- June 2, 2021
- Posted by: Stratford Team
- Category: Markets
(RTTNews) – Home improvement retailer Home Depot, Inc. (HD) recommends on Wednesday that shareholders do not tender their shares in response to Tutanota LLC’s offer as the offer requires that the closing stock price for the company’s common stock exceed the offer price. It is also subject to numerous additional conditions, including Tutanota obtaining financing for the offer, which Tutanota states it does not currently have.
Home Depot has been notified that Tutanota has made an unsolicited “mini-tender” offer to purchase up to 1 million shares or less that 5 percent, of Home Depot’s common stock, at an offer price of $360 per share.
While this offer price is above the current market price of the company’s common stock, the offer is conditioned upon, among other things, the closing price of Home Depot’s common stock exceeding $360 per share on the last trading day before the offer expires.
This means that shares tendered in the offer will only be accepted if the offer price is below the closing market price.
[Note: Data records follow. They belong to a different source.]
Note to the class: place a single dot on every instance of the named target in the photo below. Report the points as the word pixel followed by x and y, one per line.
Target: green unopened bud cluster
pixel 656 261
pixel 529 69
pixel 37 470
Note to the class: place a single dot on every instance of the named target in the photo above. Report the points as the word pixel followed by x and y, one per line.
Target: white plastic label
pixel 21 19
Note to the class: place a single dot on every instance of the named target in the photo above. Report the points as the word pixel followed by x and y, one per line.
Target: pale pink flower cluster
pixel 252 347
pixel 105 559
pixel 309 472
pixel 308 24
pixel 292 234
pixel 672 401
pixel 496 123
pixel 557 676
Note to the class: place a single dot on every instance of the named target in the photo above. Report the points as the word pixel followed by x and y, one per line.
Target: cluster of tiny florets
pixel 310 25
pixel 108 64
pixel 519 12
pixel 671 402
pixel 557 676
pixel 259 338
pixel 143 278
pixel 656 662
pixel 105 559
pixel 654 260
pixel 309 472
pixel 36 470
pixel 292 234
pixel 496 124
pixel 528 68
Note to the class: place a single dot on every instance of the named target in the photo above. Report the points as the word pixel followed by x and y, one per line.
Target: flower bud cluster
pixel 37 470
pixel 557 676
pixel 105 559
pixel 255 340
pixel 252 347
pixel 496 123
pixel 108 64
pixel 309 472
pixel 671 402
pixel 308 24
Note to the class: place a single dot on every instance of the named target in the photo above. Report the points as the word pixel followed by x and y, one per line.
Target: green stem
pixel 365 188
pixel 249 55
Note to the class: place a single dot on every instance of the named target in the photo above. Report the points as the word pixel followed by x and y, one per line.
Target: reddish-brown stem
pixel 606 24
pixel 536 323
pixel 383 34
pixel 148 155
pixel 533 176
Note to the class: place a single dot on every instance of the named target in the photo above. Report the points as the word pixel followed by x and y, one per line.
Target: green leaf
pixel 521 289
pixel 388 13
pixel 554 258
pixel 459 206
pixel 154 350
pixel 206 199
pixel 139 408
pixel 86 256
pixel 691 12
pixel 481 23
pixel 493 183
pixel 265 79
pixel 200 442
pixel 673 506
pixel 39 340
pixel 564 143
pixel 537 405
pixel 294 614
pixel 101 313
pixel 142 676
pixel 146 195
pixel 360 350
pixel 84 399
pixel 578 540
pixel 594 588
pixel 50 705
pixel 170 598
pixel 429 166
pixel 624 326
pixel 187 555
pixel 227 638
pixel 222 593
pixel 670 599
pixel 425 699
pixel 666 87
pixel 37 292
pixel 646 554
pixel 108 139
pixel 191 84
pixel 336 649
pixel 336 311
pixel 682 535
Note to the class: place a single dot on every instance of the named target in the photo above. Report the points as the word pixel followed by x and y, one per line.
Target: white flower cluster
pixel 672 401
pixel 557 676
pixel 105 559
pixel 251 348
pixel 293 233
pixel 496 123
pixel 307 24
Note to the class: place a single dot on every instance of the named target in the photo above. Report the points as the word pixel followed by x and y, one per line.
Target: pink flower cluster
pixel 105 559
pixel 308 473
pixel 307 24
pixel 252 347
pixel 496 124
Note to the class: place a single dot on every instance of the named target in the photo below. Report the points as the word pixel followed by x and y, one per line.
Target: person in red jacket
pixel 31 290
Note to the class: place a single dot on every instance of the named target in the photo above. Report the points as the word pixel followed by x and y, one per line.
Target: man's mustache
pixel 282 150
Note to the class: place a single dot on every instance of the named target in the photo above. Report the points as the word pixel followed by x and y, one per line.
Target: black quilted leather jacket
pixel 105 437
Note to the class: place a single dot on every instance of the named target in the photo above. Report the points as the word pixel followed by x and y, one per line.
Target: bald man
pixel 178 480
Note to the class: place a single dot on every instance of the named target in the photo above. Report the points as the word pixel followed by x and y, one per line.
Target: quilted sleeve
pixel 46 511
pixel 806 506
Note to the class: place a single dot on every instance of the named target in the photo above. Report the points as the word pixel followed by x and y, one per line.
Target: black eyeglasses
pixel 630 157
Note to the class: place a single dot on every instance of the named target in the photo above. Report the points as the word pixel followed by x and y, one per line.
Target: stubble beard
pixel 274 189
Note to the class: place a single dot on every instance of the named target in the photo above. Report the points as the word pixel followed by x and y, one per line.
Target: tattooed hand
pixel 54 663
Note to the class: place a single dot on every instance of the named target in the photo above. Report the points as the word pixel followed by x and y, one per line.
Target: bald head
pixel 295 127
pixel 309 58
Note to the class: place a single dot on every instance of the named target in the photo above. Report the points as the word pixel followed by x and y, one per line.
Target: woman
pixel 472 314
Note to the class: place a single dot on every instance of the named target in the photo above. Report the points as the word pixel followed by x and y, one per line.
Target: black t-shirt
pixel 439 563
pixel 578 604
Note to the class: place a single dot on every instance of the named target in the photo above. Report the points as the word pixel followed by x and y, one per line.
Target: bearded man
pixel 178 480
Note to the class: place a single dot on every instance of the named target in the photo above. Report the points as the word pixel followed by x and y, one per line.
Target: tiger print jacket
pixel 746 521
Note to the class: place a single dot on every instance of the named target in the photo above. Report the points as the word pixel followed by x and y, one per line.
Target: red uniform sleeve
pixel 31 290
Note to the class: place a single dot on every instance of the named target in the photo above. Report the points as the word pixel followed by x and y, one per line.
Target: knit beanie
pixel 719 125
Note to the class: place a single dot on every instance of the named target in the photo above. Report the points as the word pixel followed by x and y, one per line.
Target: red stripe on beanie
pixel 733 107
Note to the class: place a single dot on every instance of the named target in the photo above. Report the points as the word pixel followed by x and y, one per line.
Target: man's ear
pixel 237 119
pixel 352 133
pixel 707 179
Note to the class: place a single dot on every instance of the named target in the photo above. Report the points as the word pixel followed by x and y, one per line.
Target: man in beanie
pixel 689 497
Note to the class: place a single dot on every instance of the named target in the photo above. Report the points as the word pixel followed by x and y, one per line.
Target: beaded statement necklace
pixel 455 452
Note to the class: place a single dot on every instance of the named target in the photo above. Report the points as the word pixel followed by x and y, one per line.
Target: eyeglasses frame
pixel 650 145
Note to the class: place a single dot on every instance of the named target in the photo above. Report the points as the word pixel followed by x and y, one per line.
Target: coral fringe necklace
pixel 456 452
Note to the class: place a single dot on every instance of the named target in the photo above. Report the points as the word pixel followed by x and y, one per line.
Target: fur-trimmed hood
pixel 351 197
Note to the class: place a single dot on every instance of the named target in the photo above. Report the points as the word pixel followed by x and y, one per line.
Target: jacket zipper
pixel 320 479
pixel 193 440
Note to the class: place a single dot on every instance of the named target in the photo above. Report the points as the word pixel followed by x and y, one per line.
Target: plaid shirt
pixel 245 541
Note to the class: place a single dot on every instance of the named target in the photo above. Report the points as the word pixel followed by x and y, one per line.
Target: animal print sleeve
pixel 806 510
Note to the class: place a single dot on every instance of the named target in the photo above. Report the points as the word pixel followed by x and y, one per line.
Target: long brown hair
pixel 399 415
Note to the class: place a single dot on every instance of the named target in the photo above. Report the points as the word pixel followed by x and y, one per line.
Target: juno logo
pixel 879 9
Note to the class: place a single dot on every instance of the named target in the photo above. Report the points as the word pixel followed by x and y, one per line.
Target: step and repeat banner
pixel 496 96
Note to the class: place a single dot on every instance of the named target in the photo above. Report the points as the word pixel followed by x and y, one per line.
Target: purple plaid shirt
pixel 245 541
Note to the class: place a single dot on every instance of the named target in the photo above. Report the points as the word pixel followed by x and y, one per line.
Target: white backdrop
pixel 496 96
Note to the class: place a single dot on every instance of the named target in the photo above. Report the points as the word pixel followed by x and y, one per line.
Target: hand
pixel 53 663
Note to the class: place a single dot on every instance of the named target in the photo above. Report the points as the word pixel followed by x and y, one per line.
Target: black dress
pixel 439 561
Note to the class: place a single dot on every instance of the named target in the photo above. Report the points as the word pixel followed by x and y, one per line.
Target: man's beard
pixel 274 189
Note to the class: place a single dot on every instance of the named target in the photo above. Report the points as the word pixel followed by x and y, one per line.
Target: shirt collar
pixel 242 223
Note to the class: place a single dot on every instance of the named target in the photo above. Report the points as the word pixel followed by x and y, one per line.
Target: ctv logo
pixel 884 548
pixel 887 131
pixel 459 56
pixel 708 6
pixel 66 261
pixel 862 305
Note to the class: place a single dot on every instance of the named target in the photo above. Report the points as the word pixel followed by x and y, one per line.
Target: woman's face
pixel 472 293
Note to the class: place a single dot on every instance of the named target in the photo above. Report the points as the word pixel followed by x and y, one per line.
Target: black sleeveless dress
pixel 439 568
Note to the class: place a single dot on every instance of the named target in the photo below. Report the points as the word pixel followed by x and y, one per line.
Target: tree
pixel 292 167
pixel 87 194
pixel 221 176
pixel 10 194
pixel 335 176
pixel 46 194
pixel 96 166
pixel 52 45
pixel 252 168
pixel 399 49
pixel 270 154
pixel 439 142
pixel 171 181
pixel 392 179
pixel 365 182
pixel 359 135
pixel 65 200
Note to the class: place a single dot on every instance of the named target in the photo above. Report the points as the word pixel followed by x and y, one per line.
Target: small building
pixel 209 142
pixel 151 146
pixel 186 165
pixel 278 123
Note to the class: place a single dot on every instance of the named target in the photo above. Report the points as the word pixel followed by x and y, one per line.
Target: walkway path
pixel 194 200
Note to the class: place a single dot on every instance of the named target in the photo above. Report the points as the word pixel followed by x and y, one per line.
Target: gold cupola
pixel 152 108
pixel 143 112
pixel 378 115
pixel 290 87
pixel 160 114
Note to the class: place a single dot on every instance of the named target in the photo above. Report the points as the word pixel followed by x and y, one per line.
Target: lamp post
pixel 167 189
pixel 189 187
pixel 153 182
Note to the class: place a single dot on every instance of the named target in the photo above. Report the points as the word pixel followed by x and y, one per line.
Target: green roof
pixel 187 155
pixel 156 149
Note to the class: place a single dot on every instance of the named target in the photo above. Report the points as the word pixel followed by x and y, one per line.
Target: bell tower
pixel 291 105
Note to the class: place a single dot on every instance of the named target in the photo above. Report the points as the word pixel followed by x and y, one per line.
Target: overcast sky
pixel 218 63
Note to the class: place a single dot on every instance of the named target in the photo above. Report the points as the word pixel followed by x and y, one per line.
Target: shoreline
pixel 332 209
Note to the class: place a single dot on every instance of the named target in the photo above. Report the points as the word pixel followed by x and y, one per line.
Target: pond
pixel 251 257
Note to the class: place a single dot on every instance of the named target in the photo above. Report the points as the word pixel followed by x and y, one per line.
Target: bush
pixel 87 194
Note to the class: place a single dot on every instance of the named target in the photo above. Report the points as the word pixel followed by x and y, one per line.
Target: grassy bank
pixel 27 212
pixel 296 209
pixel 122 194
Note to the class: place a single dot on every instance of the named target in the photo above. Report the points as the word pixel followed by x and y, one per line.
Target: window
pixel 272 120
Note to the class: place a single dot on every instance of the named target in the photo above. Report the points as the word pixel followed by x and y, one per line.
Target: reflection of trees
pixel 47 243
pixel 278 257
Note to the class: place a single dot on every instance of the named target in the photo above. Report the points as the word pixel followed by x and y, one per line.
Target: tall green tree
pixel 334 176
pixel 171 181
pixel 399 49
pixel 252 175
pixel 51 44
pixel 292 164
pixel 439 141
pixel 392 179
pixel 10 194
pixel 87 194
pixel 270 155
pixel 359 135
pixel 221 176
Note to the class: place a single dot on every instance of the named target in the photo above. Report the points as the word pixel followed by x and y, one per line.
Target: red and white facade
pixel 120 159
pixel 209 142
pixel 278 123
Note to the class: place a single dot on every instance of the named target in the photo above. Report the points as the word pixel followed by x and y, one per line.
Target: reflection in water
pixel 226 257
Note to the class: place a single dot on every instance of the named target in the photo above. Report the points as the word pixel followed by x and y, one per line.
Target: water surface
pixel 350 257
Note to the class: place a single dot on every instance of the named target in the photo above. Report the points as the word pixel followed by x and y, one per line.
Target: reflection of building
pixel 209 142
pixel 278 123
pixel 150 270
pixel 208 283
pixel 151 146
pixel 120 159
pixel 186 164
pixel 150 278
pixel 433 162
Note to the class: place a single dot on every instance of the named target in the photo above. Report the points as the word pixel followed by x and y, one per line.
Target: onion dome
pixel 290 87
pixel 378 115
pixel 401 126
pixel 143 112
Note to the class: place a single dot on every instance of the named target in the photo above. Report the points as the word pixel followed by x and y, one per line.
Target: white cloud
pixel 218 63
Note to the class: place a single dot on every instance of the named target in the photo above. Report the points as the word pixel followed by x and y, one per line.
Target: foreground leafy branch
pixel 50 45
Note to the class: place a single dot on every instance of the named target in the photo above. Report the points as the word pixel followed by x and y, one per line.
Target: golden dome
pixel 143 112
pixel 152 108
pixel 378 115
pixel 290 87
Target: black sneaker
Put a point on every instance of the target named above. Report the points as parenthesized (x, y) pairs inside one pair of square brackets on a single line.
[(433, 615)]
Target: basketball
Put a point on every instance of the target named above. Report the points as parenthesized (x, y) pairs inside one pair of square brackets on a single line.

In fact, the offer states that as of the date of the offer, Tutanota expects to extend the offer until the market price of Home Depot’s common stock exceeds the offer price.
Tutanota can extend the offer and delay payment beyond the expiration date of the offer, currently scheduled for 5:00 p.m., New York City time, on Friday, June 18, 2021.
Home Depot noted that it does not endorse Tutanota’s unsolicited mini-tender offer and is not affiliated or associated in any way with Tutanota, its mini-tender offer, or its mini-tender offer documents.